I trimmed back an overgrown climber that had begun swallowing everything around it. Raked leaves that had been building up under the succulents and moved a few plants to happier spots. With help, I hauled a red bench out of the garage and tucked it beside the pond where I can sit with my morning coffee and enjoy the view—a view that will be transforming right before my eyes over the next few weeks.
I also bought some gazanias and planted them along the front walkway to my home—a task I had been putting off because it involved a lot of weeding and prepping the soil. I’ve looked out my front door several times to admire the new planting. I’m already anticipating the joy of having someone loving on my yard and bringing it back from the brink.
When it comes to gardening, I’m good for occasional sprints.

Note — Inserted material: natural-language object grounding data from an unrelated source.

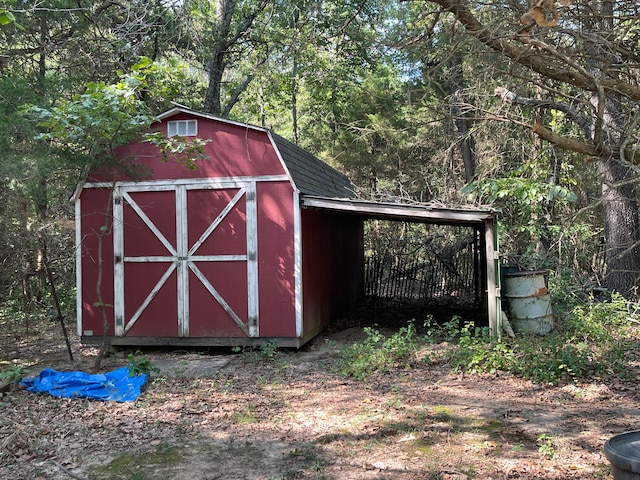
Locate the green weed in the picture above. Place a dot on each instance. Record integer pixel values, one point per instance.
(546, 447)
(13, 374)
(140, 365)
(378, 354)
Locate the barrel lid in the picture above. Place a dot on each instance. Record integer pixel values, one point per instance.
(623, 451)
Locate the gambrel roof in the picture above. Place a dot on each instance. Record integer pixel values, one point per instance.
(309, 174)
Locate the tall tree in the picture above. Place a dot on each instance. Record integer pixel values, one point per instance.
(224, 34)
(589, 67)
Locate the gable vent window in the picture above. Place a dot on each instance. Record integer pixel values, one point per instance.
(182, 128)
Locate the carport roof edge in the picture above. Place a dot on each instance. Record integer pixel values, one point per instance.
(424, 213)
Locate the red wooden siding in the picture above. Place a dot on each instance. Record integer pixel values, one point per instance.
(276, 260)
(225, 233)
(92, 218)
(233, 151)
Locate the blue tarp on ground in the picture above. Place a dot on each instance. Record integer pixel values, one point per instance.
(116, 385)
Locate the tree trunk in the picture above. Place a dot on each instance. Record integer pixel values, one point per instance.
(619, 199)
(216, 63)
(466, 141)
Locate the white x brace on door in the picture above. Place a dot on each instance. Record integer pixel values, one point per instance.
(181, 255)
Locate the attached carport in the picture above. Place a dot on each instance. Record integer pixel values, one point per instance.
(484, 221)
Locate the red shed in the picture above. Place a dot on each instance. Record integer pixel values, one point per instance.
(220, 255)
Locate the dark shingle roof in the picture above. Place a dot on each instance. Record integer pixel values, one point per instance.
(311, 175)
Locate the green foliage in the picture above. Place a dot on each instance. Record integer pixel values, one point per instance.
(266, 352)
(12, 374)
(546, 447)
(591, 344)
(379, 354)
(140, 365)
(98, 120)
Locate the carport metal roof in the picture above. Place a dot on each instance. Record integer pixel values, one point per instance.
(485, 220)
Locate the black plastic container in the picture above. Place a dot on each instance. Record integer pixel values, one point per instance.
(623, 451)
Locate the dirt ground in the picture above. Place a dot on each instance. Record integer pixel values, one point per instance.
(224, 415)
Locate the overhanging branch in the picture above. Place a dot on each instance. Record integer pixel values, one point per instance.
(571, 112)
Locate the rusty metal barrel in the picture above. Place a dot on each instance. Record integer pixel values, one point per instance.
(529, 302)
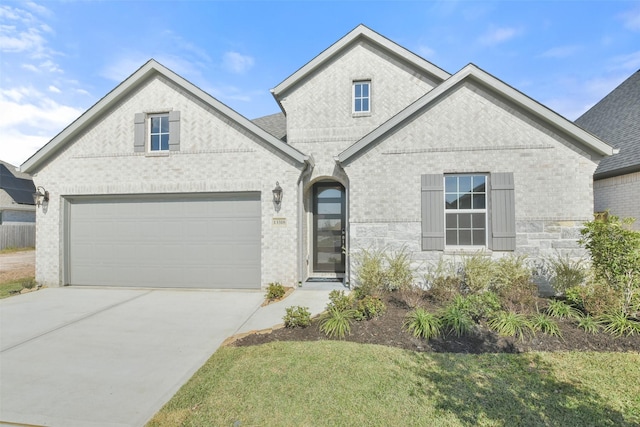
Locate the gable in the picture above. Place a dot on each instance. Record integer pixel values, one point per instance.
(513, 101)
(150, 75)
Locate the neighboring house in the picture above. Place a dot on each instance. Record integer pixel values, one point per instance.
(159, 184)
(616, 120)
(17, 210)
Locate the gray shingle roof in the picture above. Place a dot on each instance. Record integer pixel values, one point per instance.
(616, 120)
(275, 124)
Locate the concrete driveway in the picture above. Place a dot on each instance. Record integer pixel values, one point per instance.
(108, 357)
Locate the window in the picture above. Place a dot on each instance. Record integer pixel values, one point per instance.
(468, 211)
(159, 132)
(465, 210)
(362, 97)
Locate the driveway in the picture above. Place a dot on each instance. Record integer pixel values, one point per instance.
(108, 357)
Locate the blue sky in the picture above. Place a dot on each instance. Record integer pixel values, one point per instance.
(58, 58)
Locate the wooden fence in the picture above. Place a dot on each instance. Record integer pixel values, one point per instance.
(17, 236)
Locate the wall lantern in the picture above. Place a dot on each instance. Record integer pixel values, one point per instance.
(40, 196)
(277, 194)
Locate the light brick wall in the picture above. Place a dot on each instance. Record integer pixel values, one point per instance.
(620, 195)
(471, 131)
(215, 155)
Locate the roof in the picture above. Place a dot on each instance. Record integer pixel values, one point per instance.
(17, 185)
(150, 70)
(491, 83)
(275, 124)
(361, 32)
(616, 120)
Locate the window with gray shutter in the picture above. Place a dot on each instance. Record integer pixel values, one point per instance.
(432, 202)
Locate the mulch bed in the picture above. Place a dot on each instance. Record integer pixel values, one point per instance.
(387, 330)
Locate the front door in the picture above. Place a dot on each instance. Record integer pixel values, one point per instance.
(328, 227)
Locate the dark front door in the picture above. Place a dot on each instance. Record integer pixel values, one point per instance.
(328, 227)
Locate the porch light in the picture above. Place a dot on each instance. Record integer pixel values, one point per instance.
(277, 194)
(40, 196)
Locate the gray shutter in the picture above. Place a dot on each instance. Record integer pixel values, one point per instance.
(432, 202)
(503, 212)
(174, 131)
(139, 131)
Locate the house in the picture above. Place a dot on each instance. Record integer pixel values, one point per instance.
(616, 120)
(159, 184)
(17, 210)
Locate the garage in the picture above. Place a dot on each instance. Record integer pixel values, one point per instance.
(167, 241)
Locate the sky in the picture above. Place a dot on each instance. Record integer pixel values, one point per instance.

Give me fabric or yarn or a subject to write about, and I’m up for a marathon. We each have our passions. There are a multitude of ways to make a difference in our own little corners. Our world is held together by countless acts of faithful tending.
Next time I stop at that intersection, I’ll take note of the flowers—or the bare dirt—but now I’ll also think about Fran who spent over thirty years planting 30,000 flowers—her mission—making that corner of Sacramento more beautiful than she found it.
Her commitment made me wonder. What are we tending today that will last when we are no longer here? We all have something entrusted to our care.
Will what we’ve been given be a little healthier, kinder, or more beautiful because we were here? I’m grateful for all of those who can answer that question with a “yes.” They are the ones stitching communities together with their love. That’s how communities bloom.